I recently met with the CEO of the rapidly expanding fintech – SteelEye and we lamented the lack of enforceability of best execution and availability of APA data (which must be made available for free after 15 minutes but rarely is).
Regarding best execution, this is the obligation that broker crossing networks, systematic internalisers, and investment firms must take “all sufficient steps” to obtain the “best possible result” for clients when executing orders. For professional clients, the best possible result is defined by six concrete factors: price; costs; speed; the likelihood of execution and
settlement; size; nature of the order; and any other relevant consideration.
Back in 2014, the UK’s Financial Conduct Authority (FCA) noted in their Thematic Review entitled, “Best execution and payment for order flow” that, despite MiFID II best execution requirements, most firms are not doing enough to deliver best execution through adequate management focus, front-office business practices or supporting controls”. They noted further that a one basis point of cost-saving could translate into a £262 million in additional client returns.

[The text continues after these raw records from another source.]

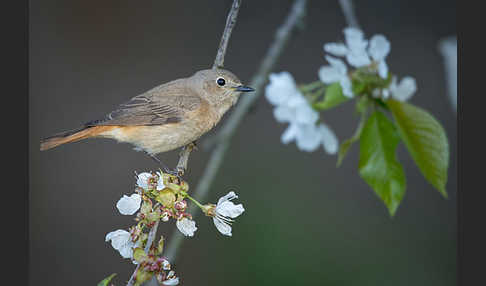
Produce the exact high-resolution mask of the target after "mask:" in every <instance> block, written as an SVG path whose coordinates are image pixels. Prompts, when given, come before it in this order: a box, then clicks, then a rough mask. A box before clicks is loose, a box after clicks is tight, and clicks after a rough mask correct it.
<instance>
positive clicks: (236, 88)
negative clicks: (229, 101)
mask: <svg viewBox="0 0 486 286" xmlns="http://www.w3.org/2000/svg"><path fill="white" fill-rule="evenodd" d="M234 89H235V90H236V91H241V92H249V91H255V89H254V88H251V87H249V86H244V85H239V86H235V87H234Z"/></svg>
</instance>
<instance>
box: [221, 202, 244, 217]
mask: <svg viewBox="0 0 486 286" xmlns="http://www.w3.org/2000/svg"><path fill="white" fill-rule="evenodd" d="M244 211H245V208H243V205H242V204H238V205H235V204H234V203H233V202H230V201H224V202H222V203H221V204H218V205H217V206H216V213H217V214H220V215H222V216H225V217H230V218H236V217H237V216H239V215H241V214H242V213H243V212H244Z"/></svg>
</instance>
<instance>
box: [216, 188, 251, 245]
mask: <svg viewBox="0 0 486 286" xmlns="http://www.w3.org/2000/svg"><path fill="white" fill-rule="evenodd" d="M237 198H238V196H237V195H236V194H235V192H233V191H231V192H229V193H228V194H227V195H225V196H223V197H221V198H220V199H219V200H218V204H217V205H216V208H215V213H216V215H215V216H214V217H213V222H214V225H215V226H216V228H217V229H218V231H219V232H221V233H222V234H223V235H227V236H231V235H232V234H231V224H232V223H233V219H234V218H236V217H238V216H239V215H241V214H242V213H243V212H244V211H245V209H244V208H243V205H242V204H238V205H235V204H234V203H233V202H232V201H231V200H233V199H237Z"/></svg>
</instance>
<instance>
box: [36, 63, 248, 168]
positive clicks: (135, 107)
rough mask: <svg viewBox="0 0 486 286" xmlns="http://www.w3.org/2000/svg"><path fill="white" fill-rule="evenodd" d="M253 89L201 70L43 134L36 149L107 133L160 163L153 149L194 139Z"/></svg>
mask: <svg viewBox="0 0 486 286" xmlns="http://www.w3.org/2000/svg"><path fill="white" fill-rule="evenodd" d="M253 90H254V89H253V88H251V87H247V86H244V85H242V83H241V81H240V80H239V79H238V78H237V77H236V76H235V75H234V74H233V73H232V72H230V71H228V70H224V69H208V70H201V71H198V72H196V73H195V74H194V75H192V76H191V77H188V78H181V79H177V80H174V81H171V82H168V83H165V84H162V85H159V86H157V87H155V88H153V89H151V90H149V91H146V92H145V93H142V94H140V95H137V96H135V97H133V98H132V99H130V100H129V101H128V102H126V103H124V104H121V105H120V106H118V108H117V109H116V110H114V111H112V112H110V113H109V114H107V115H106V116H105V117H103V118H101V119H98V120H93V121H90V122H87V123H85V124H84V125H83V126H82V127H80V128H78V129H75V130H70V131H66V132H62V133H58V134H55V135H53V136H51V137H48V138H45V139H43V140H41V144H40V150H41V151H43V150H48V149H51V148H54V147H56V146H59V145H61V144H64V143H69V142H75V141H79V140H82V139H86V138H110V139H115V140H117V141H118V142H126V143H131V144H132V145H134V146H135V148H134V149H135V150H137V151H144V152H145V153H147V154H148V155H149V156H151V157H152V158H153V159H155V160H157V161H158V162H159V163H160V161H159V160H158V159H157V158H156V157H155V155H156V154H158V153H161V152H167V151H170V150H174V149H176V148H179V147H182V146H185V145H187V144H189V143H191V142H193V141H195V140H197V139H198V138H199V137H201V136H202V135H203V134H205V133H206V132H208V131H209V130H211V129H212V128H213V127H214V126H215V125H216V124H217V123H218V122H219V121H220V119H221V117H222V116H223V114H224V113H225V112H226V111H228V109H229V108H230V107H231V106H233V105H234V104H235V103H236V102H237V100H238V97H239V96H240V94H241V93H242V92H249V91H253Z"/></svg>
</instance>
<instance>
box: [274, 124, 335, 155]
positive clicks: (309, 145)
mask: <svg viewBox="0 0 486 286" xmlns="http://www.w3.org/2000/svg"><path fill="white" fill-rule="evenodd" d="M281 140H282V143H283V144H288V143H289V142H291V141H293V140H295V143H296V144H297V148H299V150H301V151H305V152H313V151H315V150H316V149H317V148H319V146H320V145H321V144H322V146H323V147H324V150H325V151H326V152H327V153H328V154H335V153H336V152H337V149H338V148H337V147H338V146H339V143H338V139H337V137H336V135H335V134H334V132H333V131H332V130H331V129H330V128H329V127H328V126H327V125H326V124H324V123H320V124H319V125H315V124H314V125H310V124H308V125H299V124H296V123H292V124H290V125H289V127H288V128H287V129H286V130H285V132H284V133H283V134H282V137H281Z"/></svg>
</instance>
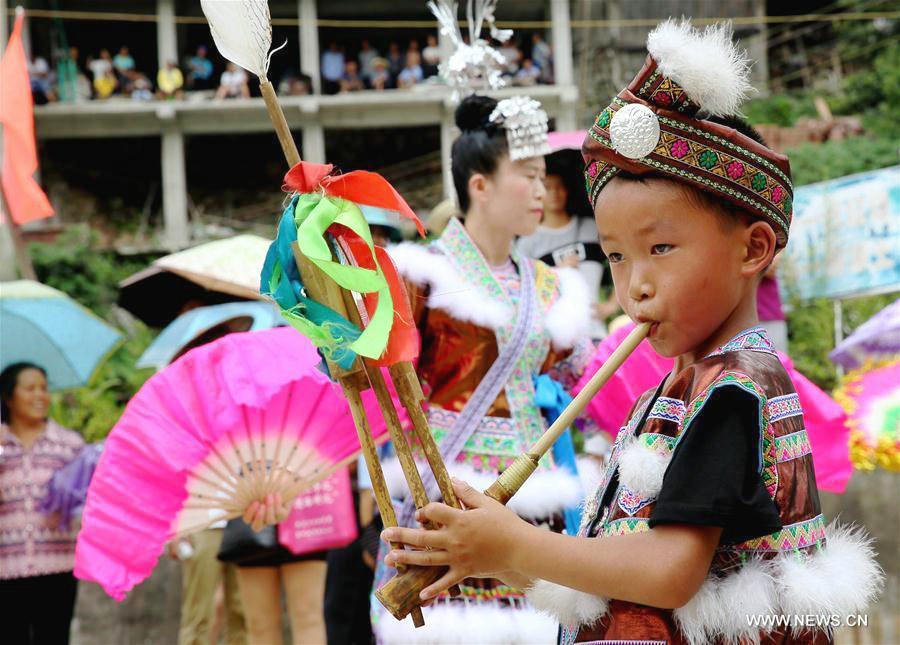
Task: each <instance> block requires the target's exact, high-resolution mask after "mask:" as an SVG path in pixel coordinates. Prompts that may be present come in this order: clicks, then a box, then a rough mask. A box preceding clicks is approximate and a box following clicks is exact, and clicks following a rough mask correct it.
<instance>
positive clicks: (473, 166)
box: [450, 94, 509, 215]
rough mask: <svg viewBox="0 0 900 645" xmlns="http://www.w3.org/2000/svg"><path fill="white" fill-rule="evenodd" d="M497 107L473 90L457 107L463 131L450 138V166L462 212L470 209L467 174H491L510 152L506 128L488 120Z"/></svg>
mask: <svg viewBox="0 0 900 645" xmlns="http://www.w3.org/2000/svg"><path fill="white" fill-rule="evenodd" d="M496 107H497V101H496V100H495V99H492V98H490V97H489V96H478V95H475V94H473V95H472V96H468V97H466V98H465V99H463V101H462V103H460V104H459V107H457V108H456V127H458V128H459V129H460V130H462V134H460V135H459V137H458V138H457V139H456V141H454V142H453V148H452V149H451V151H450V161H451V163H450V166H451V170H452V172H453V186H454V187H455V188H456V198H457V200H458V201H459V210H460V211H461V212H462V214H463V215H465V213H466V211H467V210H469V177H471V176H472V175H474V174H475V173H480V174H482V175H486V176H491V175H493V174H494V172H495V171H496V170H497V166H498V165H499V163H500V159H501V158H502V157H503V155H506V154H508V153H509V146H508V145H507V143H506V132H505V131H504V130H503V128H502V127H500V126H499V125H494V124H492V123H491V122H490V121H489V120H488V119H489V118H490V116H491V112H493V111H494V108H496Z"/></svg>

Under MiFID II, best execution sits within a framework, as I explained in summary in 2017:
1. It starts with client onboarding. All clients must now be categorised into retail, professional, or eligible counterparties – implications for best possible result definition.
2. There must be a suitability test to understand the client’s needs, investment objectives, risk tolerance, ability to bear loss etc.(precise details differ according to retail/pro.)
3. The firm must understand the client’s execution priorities, perhaps on a class of instrument basis and document these ideas in an order execution policy document which must be agreed prior to order execution. This links into the above seven best possible result discussion and is an opportunity to define the relative importance.
4. For over-the-counter and bespoke instruments, the investment firm (INVF) must check the fairness of the price by gathering market data and comparing the price, perhaps augmented by FV calculations.
5. INVFs must monitor the effectiveness of the order execution and execution policy, in particular whether execution venues included in the order execution policy provide the best possible result with the client.
6. There must be a client limit order policy to handle unexecuted orders in equities. In the aforementioned High Court case, target Rich International argued that the popular forex broker FXCM was liable because it had breached MiFID best execution and order execution policy obligations.
It was argued that “the [FCA’s] conduct of business sourcebook (COBS) rules were implied into the agreement as a matter of law, and that this was necessary to give effect to MiFID under European law. The same argument was said to create parallel duties of care in tort.” Both arguments were rejected.
For this reason, it is critical that firms realise that none of MiFID II is directly enforceable unless the provisions are expressly copied into the contract. Firms ignore this at their peril: as the judge held, “Over the last decade, the English and Scottish courts have been presented with a number of cases in which claimants who allege that they have been the victim of regulatory misconduct have sought to advance causes of action against authorised entities for breach of FCA rules.”
It is, perhaps, disappointing that the claimant brought this case to court in the first place as it was hopeless.
As for the industry, it bemoans regulation and prefers self-regulation. Regarding best execution, the acid test is this: firms should insist on express terms in their contract that bind the broker to the order execution policy and best execution provisions. If brokers agree, then the industry can rightly claim self-regulation is appropriate, and vice versa.
In the coming months, I will be contacting buy-side trade bodies to draft joint letters to the commission urging the instatement of civil liability for MiFID II breaches – as was originally intended.